Former New York mayor Michael R. Bloomberg on Friday described President Trump as a “pretend CEO” who is damaging the country, enabled by Republicans in Congress who are afraid to stand up to him.
“The longer we have a pretend CEO recklessly running this country, the worse it will be for our country,” the billionaire businessman and philanthropist told 150 members of the Democratic Business Council of Northern Virginia in Tysons. Bloomberg, who’s been a Republican, independent and is now a Democrat, is considering a presidential run.
“I think it’s clear that the president at this point cannot be helped,” said Bloomberg, former three-term mayor of New York City. He was interrupted several times by applause from a crowd that included Virginia Gov. Ralph Northam, Northern Virginia congressmen Gerald E. Connolly and Don Beyer and multiple local elected leaders, all Democrats.

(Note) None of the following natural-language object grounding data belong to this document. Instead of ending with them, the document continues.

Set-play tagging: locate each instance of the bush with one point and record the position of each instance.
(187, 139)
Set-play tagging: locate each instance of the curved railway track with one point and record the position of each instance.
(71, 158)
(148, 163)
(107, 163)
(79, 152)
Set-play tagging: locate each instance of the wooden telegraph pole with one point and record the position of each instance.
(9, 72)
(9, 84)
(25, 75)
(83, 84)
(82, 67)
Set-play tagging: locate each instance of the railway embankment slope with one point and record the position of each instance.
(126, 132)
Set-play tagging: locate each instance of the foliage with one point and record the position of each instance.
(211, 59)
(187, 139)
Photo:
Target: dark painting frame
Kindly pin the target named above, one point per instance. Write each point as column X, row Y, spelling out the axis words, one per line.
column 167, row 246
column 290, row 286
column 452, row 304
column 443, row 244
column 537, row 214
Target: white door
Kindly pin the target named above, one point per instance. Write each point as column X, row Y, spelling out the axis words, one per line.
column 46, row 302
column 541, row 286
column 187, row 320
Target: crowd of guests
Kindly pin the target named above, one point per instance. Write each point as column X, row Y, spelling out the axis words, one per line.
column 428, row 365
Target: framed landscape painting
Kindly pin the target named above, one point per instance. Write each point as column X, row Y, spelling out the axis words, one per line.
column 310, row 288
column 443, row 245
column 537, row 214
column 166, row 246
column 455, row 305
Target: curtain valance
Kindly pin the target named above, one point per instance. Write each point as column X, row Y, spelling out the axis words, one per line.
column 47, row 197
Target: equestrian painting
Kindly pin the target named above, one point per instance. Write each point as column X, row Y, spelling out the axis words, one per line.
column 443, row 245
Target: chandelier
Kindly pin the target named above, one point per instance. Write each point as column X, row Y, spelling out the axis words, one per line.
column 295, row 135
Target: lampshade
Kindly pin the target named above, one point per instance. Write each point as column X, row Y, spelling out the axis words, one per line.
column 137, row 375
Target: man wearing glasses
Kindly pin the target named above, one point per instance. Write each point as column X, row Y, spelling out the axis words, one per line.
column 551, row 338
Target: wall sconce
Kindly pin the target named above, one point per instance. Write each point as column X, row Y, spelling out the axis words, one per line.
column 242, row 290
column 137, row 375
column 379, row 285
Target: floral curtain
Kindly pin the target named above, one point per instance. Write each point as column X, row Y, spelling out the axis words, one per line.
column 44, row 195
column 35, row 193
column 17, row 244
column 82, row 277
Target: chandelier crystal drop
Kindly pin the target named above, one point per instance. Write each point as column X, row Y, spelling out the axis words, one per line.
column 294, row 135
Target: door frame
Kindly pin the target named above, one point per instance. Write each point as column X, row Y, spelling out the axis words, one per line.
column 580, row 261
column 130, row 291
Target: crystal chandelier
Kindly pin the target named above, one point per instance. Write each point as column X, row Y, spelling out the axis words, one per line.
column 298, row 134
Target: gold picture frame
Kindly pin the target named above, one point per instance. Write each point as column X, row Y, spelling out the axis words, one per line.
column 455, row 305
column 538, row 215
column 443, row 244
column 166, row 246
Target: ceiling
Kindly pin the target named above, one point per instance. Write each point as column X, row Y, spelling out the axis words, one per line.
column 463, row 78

“Almost every deal he’s ever made, he left contractors and customers holding the bag. It appears he even cheated his own charity out of money,” Bloomberg said, referring to a New York attorney general’s civil suit against the Donald J. Trump Foundation. Closing part of the federal government because of a political disagreement over a wall on the U.S.-Mexico border is a “cynical political stunt,” Bloomberg said. “It really disturbs me when the Republicans in Congress can’t stand up to him . . . they make the Wizard of Oz’s Cowardly Lion look like a profile in courage.”
He ticked off a list of major national challenges that need attention: the opioid drug crisis, millions of Americans without health insurance, the proliferation of guns and gun violence, crumbling infrastructure, wage stagnation, underperforming schools, and climate change.
“We need a president who can break the gridlock and get big things done.” he said. “It’s so important for the president to open the government, but let’s not kid ourselves. Even when that happens, the dysfunction will unfortunately probably continue as long as we have a reckless president who doesn’t know the first thing about management and leadership.”
Bloomberg, who was also scheduled Friday to appear before the U.S. Conference of Mayors and at an event with Everytown for Gun Safety, an activist group that his foundation has funded, did not say he was running for president, but he joked that the “open bullpen” office he implemented in the mayor’s office would work well “in a slightly rounded office.”
He also offered humorous responses to questions about his recent travel to Iowa and his impending trip to New Hampshire, the two states with the earliest presidential primary elections. But he also spelled out his political and business experience in a city that is bigger than many nations.
“The presidency is not an entry-level job,” he said. “I don’t like walking away from challenges.”